Closed MarcSpeckmann closed 5 months ago
Attribute | Dask | PySpark |
---|---|---|
Reputation (GitHub stars) | 10,3k | 33,8k |
Language | Python | Scala (Supports Python and R ) |
Ecosystem | Component of python. Couples and enhances numpy, pandas etc. | Own ecosystem. Integrates with other Apache projects. |
Created | 2014 | 2010 |
Scale | Single node to thousand-node clusters | Single node to thousand-node clusters |
Scope | Business intelligence, scientific and custom situations | Business intelligence (e.g. SQL and lightweight machine learning) |
Machine learning | Scikit-learn, XGBoost, dask-ml | Spark MLLib (only easy to implement algorithm), preferable to use other JVM based library |
DataFrame | Reuses the Pandas API and memory model. No SQL and query optimizer. Random access, pandas index operations | Own API and memory model, implements big SQL subset, high level optimizer for queries |
Graphs | Not supported | GraphX library |
Arrays | Fully supports numpy scalable multi-dimensional arrays | No native multi-dimensional arrays. 2D arrays in MLLib |
Custom parallelism | Arbitrary task graphs for non standard collections | Composes computations out of their high-level primitives (map, reduce, groupby, join, …) |
Lightweight, interoperates with other technologies | All-in-one solution | |
Cluster | Native Slum support | Can run on Slurm |
Sources: Dask documentation
@XxHalbfettxX Thanks Marc, can you please provide a table with the best option for each of our modules?

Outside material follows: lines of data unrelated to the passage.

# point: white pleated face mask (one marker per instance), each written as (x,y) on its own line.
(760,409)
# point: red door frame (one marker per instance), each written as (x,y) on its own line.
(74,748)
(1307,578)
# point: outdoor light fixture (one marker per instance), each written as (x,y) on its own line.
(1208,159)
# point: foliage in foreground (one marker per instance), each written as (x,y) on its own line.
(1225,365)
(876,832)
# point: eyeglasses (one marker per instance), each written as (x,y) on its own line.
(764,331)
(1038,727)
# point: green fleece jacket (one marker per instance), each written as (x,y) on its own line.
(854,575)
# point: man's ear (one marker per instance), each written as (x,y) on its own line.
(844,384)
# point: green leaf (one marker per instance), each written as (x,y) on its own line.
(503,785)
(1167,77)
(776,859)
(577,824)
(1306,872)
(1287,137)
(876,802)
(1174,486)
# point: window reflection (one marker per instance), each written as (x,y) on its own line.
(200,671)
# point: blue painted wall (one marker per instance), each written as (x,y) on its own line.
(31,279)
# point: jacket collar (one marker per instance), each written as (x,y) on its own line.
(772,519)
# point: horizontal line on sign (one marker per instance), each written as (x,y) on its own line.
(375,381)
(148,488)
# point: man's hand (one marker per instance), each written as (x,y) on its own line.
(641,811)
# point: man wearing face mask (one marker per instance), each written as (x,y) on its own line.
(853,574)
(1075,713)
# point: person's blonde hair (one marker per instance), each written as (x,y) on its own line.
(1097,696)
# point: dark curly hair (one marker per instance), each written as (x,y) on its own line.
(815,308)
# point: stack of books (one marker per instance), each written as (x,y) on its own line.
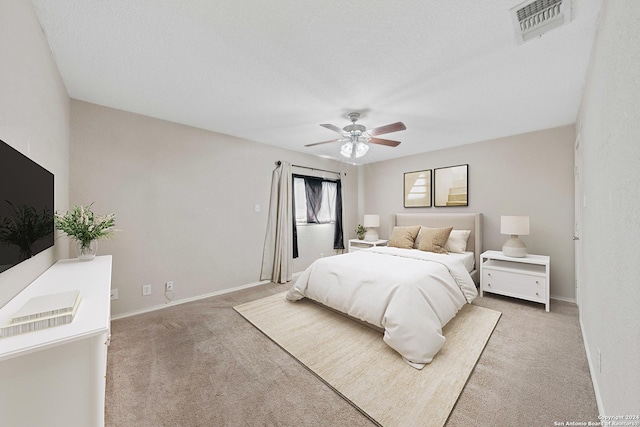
(41,312)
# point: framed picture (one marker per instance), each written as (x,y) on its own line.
(451,186)
(417,189)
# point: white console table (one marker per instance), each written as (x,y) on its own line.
(525,278)
(56,376)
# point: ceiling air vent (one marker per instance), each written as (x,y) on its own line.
(534,18)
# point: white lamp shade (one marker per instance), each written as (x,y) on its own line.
(370,223)
(372,220)
(514,225)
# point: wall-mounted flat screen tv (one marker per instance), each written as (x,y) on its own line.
(26,207)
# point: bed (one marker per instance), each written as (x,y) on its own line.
(411,294)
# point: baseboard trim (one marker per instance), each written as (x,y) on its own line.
(571,300)
(592,370)
(185,300)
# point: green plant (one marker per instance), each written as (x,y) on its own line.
(84,226)
(25,227)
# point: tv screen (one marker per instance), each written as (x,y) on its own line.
(26,207)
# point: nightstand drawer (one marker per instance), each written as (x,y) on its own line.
(515,284)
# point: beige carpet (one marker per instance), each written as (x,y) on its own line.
(353,359)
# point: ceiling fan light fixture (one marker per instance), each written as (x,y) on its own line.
(347,149)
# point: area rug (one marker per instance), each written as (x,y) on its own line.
(352,358)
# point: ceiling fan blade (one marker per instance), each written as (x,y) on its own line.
(323,142)
(393,127)
(386,142)
(332,127)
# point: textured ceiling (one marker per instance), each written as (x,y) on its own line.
(272,70)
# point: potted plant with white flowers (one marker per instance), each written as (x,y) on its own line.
(86,228)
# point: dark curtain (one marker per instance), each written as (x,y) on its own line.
(313,190)
(338,238)
(295,228)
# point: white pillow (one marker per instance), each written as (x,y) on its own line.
(457,241)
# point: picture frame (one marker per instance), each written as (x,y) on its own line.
(451,186)
(417,189)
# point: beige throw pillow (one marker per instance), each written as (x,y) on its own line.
(403,237)
(434,239)
(457,241)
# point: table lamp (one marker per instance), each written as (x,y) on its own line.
(514,226)
(371,222)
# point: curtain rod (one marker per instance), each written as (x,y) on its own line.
(313,169)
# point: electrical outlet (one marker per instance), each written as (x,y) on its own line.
(599,361)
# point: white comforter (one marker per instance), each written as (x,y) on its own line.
(410,293)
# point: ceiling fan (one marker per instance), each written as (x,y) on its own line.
(356,137)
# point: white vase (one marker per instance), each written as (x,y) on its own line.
(88,252)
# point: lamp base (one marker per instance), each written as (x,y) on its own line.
(514,248)
(371,236)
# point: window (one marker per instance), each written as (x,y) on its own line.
(315,200)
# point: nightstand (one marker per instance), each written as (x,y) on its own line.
(525,278)
(356,244)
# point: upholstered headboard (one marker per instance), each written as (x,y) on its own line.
(459,221)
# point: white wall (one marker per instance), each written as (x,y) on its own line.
(529,174)
(609,126)
(34,119)
(184,200)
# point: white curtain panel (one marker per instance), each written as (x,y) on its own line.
(277,257)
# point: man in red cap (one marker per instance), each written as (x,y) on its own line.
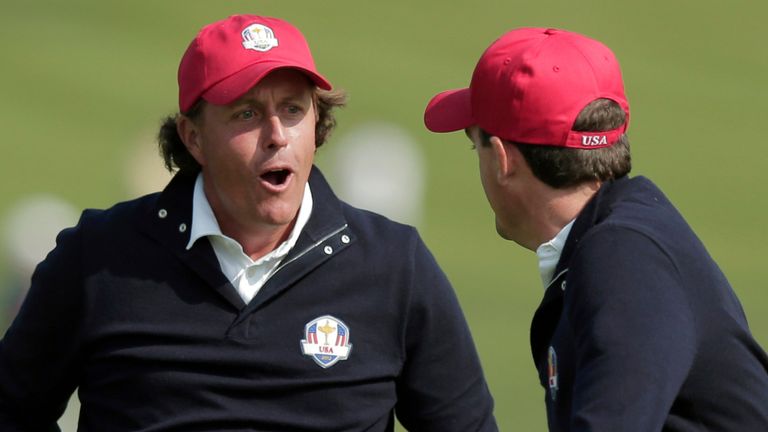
(638,329)
(244,296)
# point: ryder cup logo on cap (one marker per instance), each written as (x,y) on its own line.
(259,37)
(229,57)
(529,87)
(326,340)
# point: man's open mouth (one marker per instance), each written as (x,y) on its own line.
(276,177)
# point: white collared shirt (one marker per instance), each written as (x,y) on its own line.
(245,274)
(549,254)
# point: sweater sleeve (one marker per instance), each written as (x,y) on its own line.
(442,387)
(38,354)
(633,329)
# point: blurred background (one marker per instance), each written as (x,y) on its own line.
(84,84)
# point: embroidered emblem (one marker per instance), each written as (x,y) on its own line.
(326,341)
(259,37)
(552,373)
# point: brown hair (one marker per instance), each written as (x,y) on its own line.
(562,167)
(177,157)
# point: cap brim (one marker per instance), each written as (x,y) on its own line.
(449,111)
(231,88)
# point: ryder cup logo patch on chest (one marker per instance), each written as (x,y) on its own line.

Module | Choice | Reason Dask | Reason PySpark |
---|---|---|---|
app_logger | Doesn't matter | Python logging module | Log4J from PySpark context |
check_results | Doesn't matter | ||
cols_grouping | Dask | DBSCAN native sklearn | Not included in MLLib, extern implementation needed |
dataset_clustering | Dask | DBSCAN native sklearn | Not included in MLLib, extern implementation needed |
ed_twolevel_rahas_features | |||
end_to_end_eds | |||
extract_labels | |||
generate_raha_features | |||
saving_results |
I find it a bit difficult to create the table for each module. For some modules there are obvious differences, but for most of them I can't really write anything because a lot of tasks can be solved with pyspark as well as with dask. At least I think it can be solved with both. There I lack the experience to say if the spark dataframe is better/efficient than the implementation of dask.
@XxHalbfettxX Thanks Marc. Let's look at it in other directions. Think about each module, and what we keep in the memory. For example, for generating features before classification, we keep all features of all tables into memory. When we want to talk about a whole data lake, which one makes sense to use? PySpark DataFrames? or Dask DataFrames? or even Pandas? Or even we can omit storing data in memory... For your computations, you can think about GitTables, and think about the statistics that we can see there, like the number of tables, rows, and columns. We don't need a very accurate estimate, we just need to know which one performs better.
Also, another direction is the speed of calculations. Which one is better than the other when we have a massive or small lake? You do not need to do tests. You can just report the results of your reading process.
I add some resources here. You can also share your references as you did for Dask website.
https://www.dominodatalab.com/blog/spark-dask-ray-choosing-the-right-framework
https://medium.com/geekculture/dask-or-spark-a-comparison-for-data-scientists-d4cba8ba9ef7
Creating a pros and cons list for each of these packages. The list should help to decide which of the two is better suited to scale the project.